Zhou Xiaochuan, former head of China's central bank and current vice chairman of the Boao Forum for Asia. Photo: VCG
A more internationalized and globalized currency that’s exchangeable with major currencies may emerge in the future, Zhou said. “Judging from the trend over the past few years, there will be many institutions and people trying to create a currency that’s more conducive to globalization.”
Zhou, currently a vice chairman of nonprofit international organization the Boao Forum for Asia, said that this is a question of a strong currency replacing and eroding a weaker currency. It’s unclear if Libra would undergo such a process, but its idea to introduce a peg to a basket of currencies reflects a possible trend of a globalized currency, he said. Libra is a type of stable currency tied to a basket of real assets with low volatility, according to a white paper Facebook released last month.

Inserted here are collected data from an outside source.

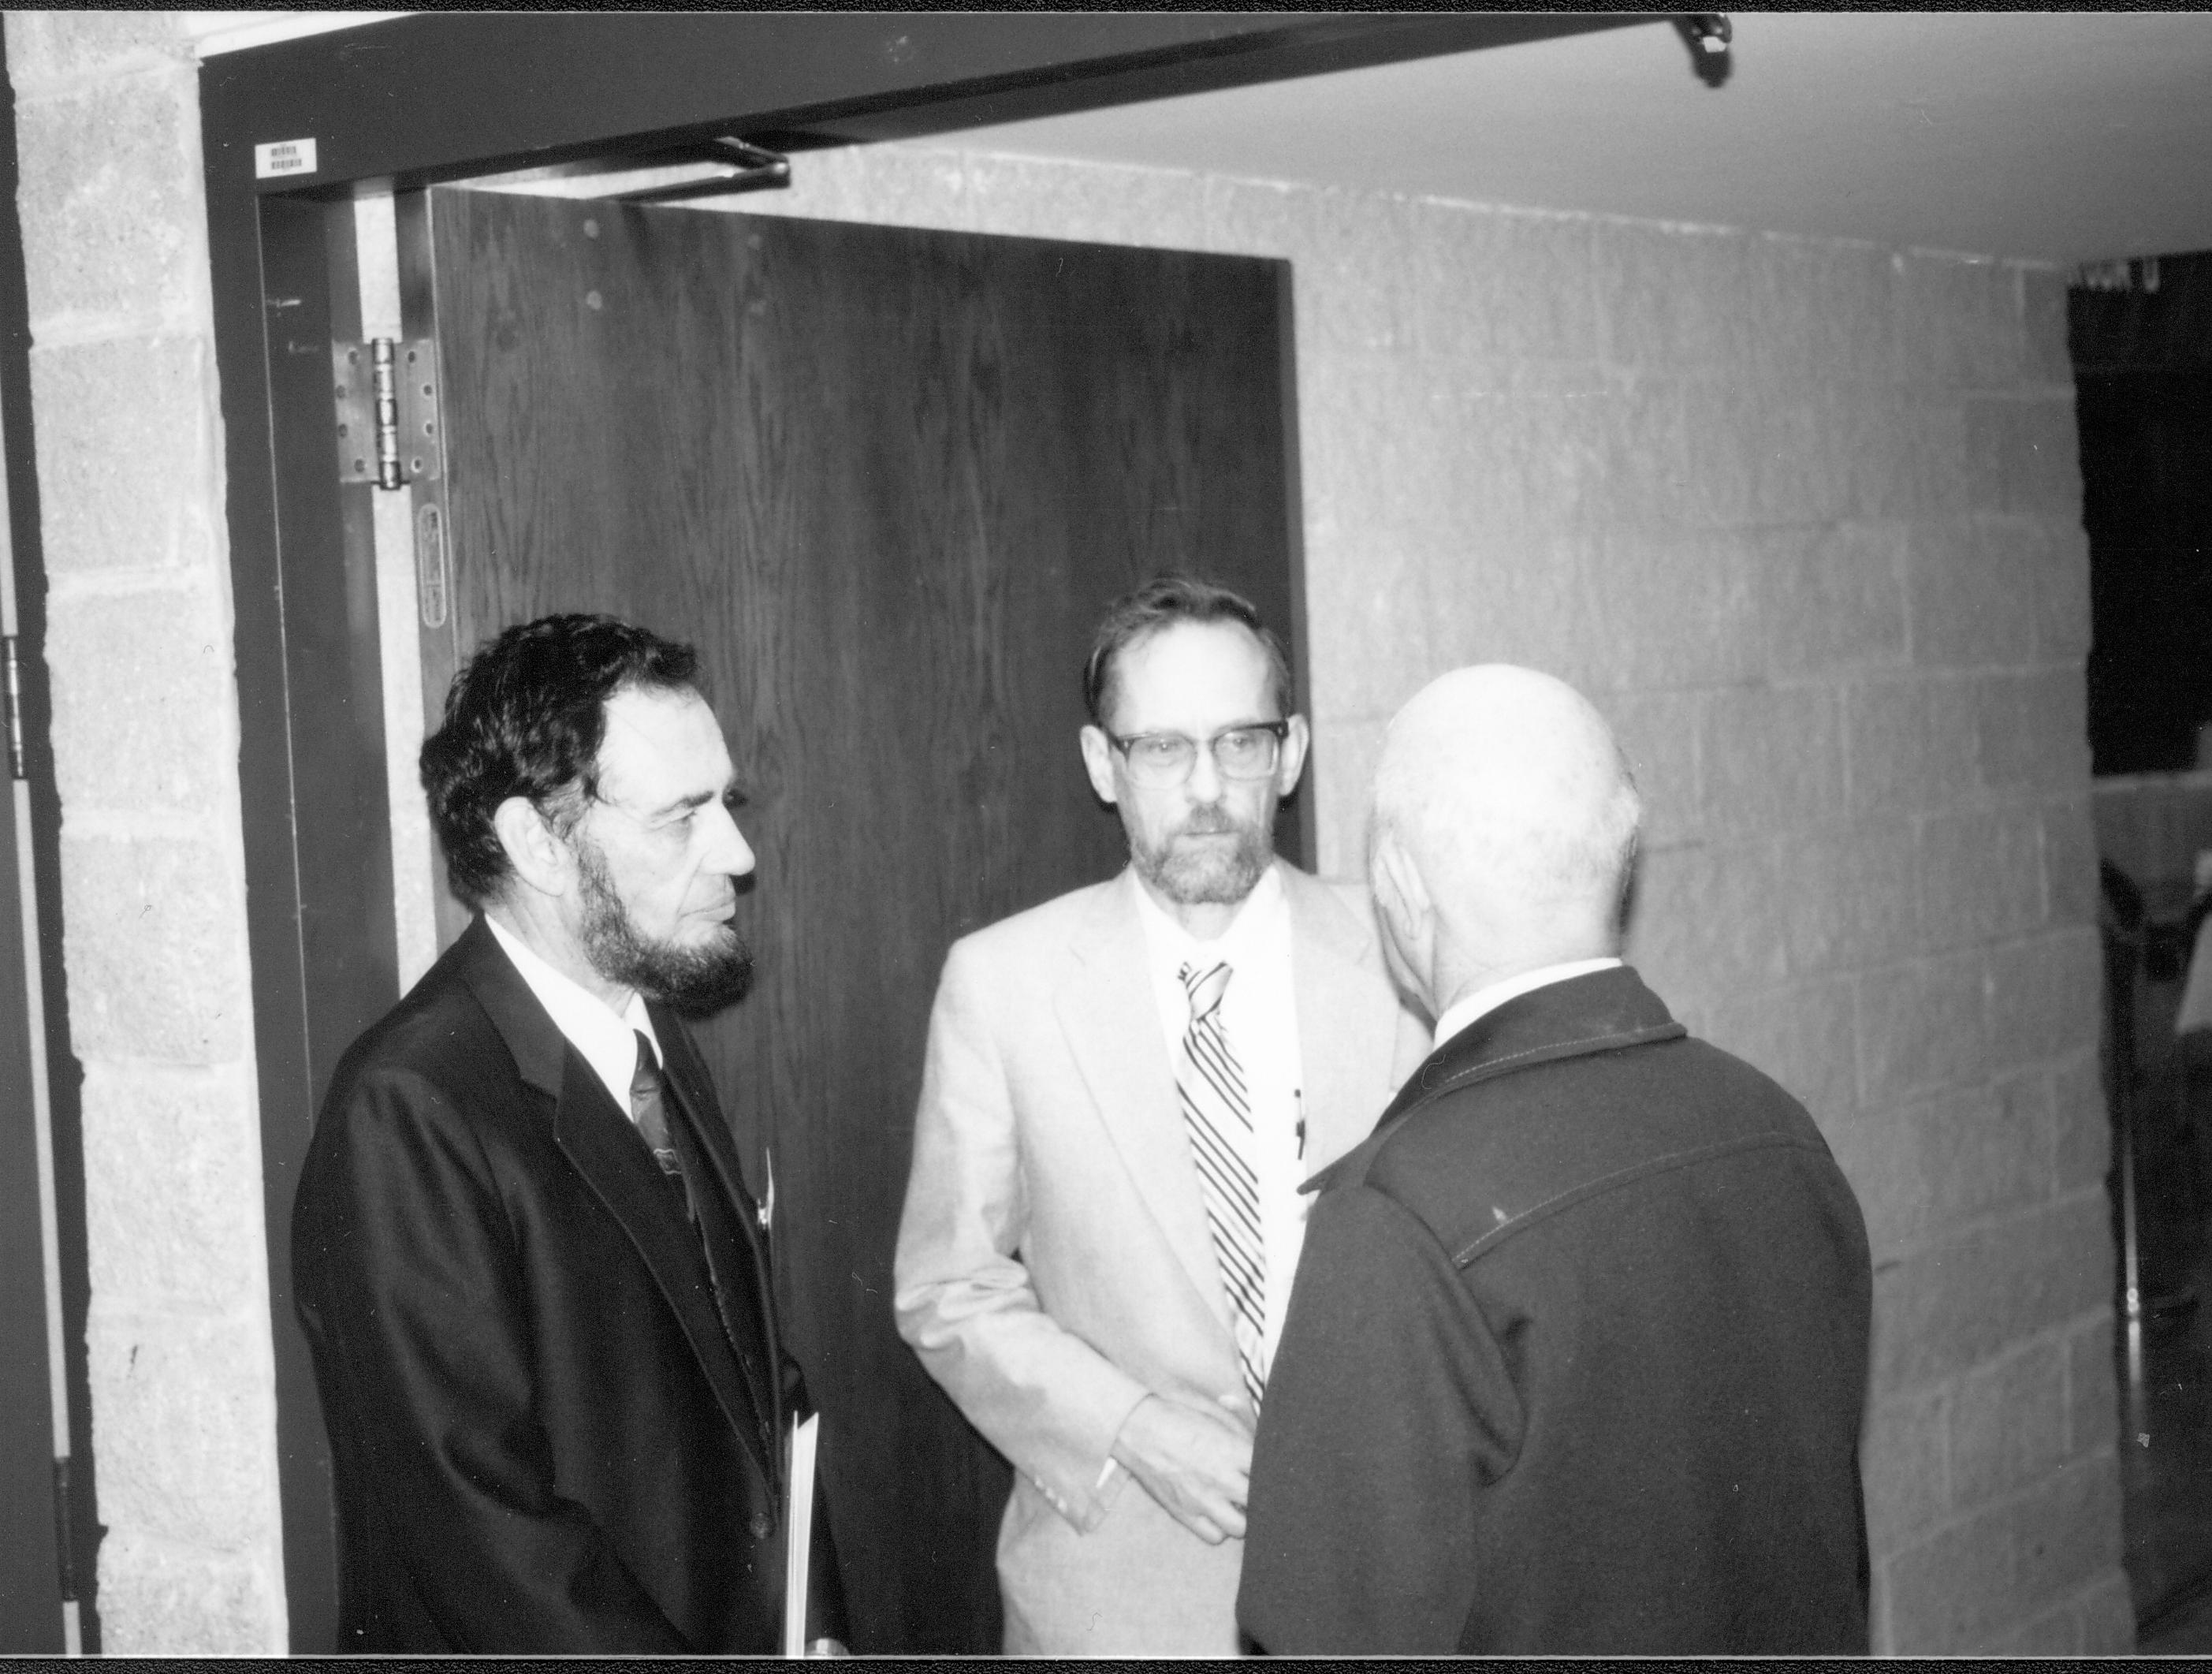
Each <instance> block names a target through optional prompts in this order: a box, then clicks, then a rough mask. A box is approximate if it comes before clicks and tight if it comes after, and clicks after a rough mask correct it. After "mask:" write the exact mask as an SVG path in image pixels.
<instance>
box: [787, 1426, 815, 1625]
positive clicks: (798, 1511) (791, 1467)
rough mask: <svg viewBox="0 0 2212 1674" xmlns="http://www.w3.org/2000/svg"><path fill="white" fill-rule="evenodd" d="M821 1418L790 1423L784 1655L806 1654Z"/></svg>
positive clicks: (787, 1512) (787, 1513) (787, 1477)
mask: <svg viewBox="0 0 2212 1674" xmlns="http://www.w3.org/2000/svg"><path fill="white" fill-rule="evenodd" d="M821 1433H823V1417H821V1413H807V1415H805V1417H794V1420H792V1435H790V1468H787V1471H785V1473H783V1477H785V1482H787V1484H790V1488H787V1493H790V1499H787V1502H785V1506H783V1654H785V1656H805V1654H807V1557H810V1555H812V1550H814V1455H816V1453H818V1448H821Z"/></svg>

However, Libra’s cross-border payment feature could have a significant effect on monetary policy, financial stability and even the international monetary system, Wang Xin, director of the People’s Bank of China’s (PBOC) Research Bureau, said Monday at another seminar in Beijing.

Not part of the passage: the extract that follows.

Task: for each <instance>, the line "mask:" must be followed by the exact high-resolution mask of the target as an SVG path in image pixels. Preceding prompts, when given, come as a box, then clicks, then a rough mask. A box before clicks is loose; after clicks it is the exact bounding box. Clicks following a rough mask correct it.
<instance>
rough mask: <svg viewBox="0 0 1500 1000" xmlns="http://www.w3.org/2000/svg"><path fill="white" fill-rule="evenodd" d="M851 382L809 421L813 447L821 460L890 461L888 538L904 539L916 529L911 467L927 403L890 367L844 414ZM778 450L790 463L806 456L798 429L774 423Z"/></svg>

If Libra is set to closely associate with the U.S. dollar, it could affect a series of financial, economic and international political issues, according to Wang. “If virtual currencies were to replace traditional currencies to a greater extent and central banks still aim to operate traditional currencies, it will certainly bring down the effectiveness of monetary policy,” he said.
As a result, another PBOC official suggested in a Caixin commentary that Libra should be regulated by central banks. “The emergence and development of such a stablecoin, whether from the perspective of monetary policy implementation or macroprudential management, cannot take place without the support and supervision of central banks and incorporated into their regulatory frameworks,” Mu Changchun, a deputy director of the PBOC’s payment department said in the article.
In fact, China’s central bank has also been developing digital currency. Zhou said (link in Chinese) in March 2018 — when he was still in office as central bank governor — that the PBOC had begun to develop a digital currency and electronic payment system, dubbed DC/EP.
Wang also said Monday that the central bank has been working with market institutions to develop the DC/EP after receiving approval from the cabinet.